L’obiettivo dichiarato è la «corretta formazione di una coscienza identitaria varia e multiforme», come si legge nel documento in cui si precisa che «non si tratta di costruire steccati identitari o di rispolverare anacronistici miti indipendentisti o di brandire le identità locali come armi di segregazione culturale». Le linee guida per l’attuazione consigliate dalla regione prevedono di spaziare dalla Sicilia greco-latina, con grecismi arcaici, fino ai movimenti separatistici e allo statuto autonomistico con Banditi a Partinico di Danilo Dolci. In mezzo testi siciliani del 1300 e del 1400 sui Vespri, Marianna Ucria di Dacia Maraini per la Sicilia settecentesca, la novella Libertà di Giovanni Verga per il Risorgimento, Lu trenu di lu suli di Ignazio Buttitta per la fase dell’emigrazione, Diario di un deportato di Antonio Garufi per il fascismo e la seconda guerra mondiale, ma anche cantastorie che raccontano la mafia. 

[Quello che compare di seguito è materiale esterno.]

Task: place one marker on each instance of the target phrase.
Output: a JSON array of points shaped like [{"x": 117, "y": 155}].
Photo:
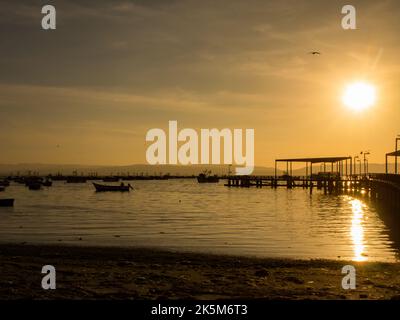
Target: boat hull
[
  {"x": 6, "y": 202},
  {"x": 207, "y": 179},
  {"x": 104, "y": 188}
]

La delibera esitata dal governo prevede anche la redazione di manuali di storia della Sicilia e la creazione di un portale multimediale di storia e cultura siciliana. Strumenti utili a raccogliere materiale sull’Isola dalla preistoria a oggi con approfondimenti tematici di politica, economia, arte e cultura e percorsi di riscoperta dei protagonisti e degli eventi fondamentali della sua storia. E per le insegnanti che arrivano da oltre i confini dell’Isola, potrebbero esserci difficoltà? «Un’insegnante non siciliana – argomenta la professoressa Castiglione – è un elemento in più per confrontare sistemi linguistici e trovare le eventuali analogie; la stessa cosa vale per gli studenti stranieri presenti nelle classi. Del resto la lingua è sintesi di un patrimonio storico, monumento di idee e pratiche sociali. Il dialetto è tradizione di una storia e, quindi, più se ne hanno a disposizione e meglio è». 

Un passaggio fondamentale del testo esitato dalla giunta sta nel fatto che non si parla di lezioni di grammatica del dialetto, né l’acquisizione della lingua in sé – non è previsto che alla fine dell’anno accademico gli studenti siano in grado di parlare in siciliano – ma si fa riferimento alla variabilità del dialetto che si avverte e si percepisce sul territorio. È importante spiegare agli studenti perché, per esempio, un palermitano usa espressioni linguistiche diverse da un catanese. Per fare in modo che la legge venga applicata, serviranno innanzitutto docenti motivati e formati e strumenti didattici adeguati. «Qualunque delibera paracadutata dall’alto all’interno delle scuole sarà poco proficua, perché alla base ci deve essere una nuova sensibilità rispetto al patrimonio regionale. Per questo – afferma Castiglione – è fondamentale formare una classe docente che non lo consideri un insegnamento occasionale, uno svago, un momento di campanilismo o una perdita di tempo e che sia in grado di spogliarsi dal pregiudizio dialettofobico che ci portiamo dietro. Insomma – conclude – non si può trasformarla nell’ora di trullallero».